Poniedziałkową manifestację, podobnie jak demonstracje w ostatnich dniach, zorganizowali studenci i - jak to określono - przedstawiciele społeczeństwa obywatelskiego. Wśród protestujących nie było opozycji parlamentarnej, która zdecydowała się podjąć dialog z prezydentem.

Z kolei w Taizz na południu Jemenu kilka tysięcy osób manifestowało przeciwko obecnym władzom. Według świadków, osiem osób zostało rannych podczas rozpędzania demonstracji przez siły bezpieczeństwa.

W niedzielę antyrządowi demonstranci starli się w Sanie z policją próbującą powstrzymać ich przed marszem w kierunku pałacu prezydenckiego. Tuż przed zamieszkami opozycja zgodziła się rozpocząć negocjacje z prezydentem, któremu zależy na tym, by uniknąć rewolty w stylu egipskim. Jemen jest jednym z sojuszników USA w walce z Al-Kaidą.

Prezydent Salah, który jest u władzy od 32 lat, obiecał, że ustąpi ze swojego stanowiska z końcem kadencji w 2013 roku, a jego syn nie przejmie po nim władzy. Zaprosił też opozycję do rozmów.

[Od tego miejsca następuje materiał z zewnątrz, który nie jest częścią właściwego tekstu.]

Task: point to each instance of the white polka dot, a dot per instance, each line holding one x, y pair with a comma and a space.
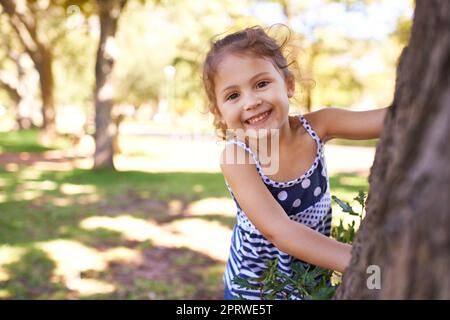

W przeszłości prezydent już wycofał się z obietnicy ustąpienia z urzędu. Zdaniem analityków, jego ostatnie ustępstwa mogą wynikać ze szczerych zamiarów wycofania się przy zachowaniu twarzy. Z drugiej strony prezydent może mieć jednak nadzieję, że uda mu się przeczekać niepokoje, a następnie umocnić swą pozycję.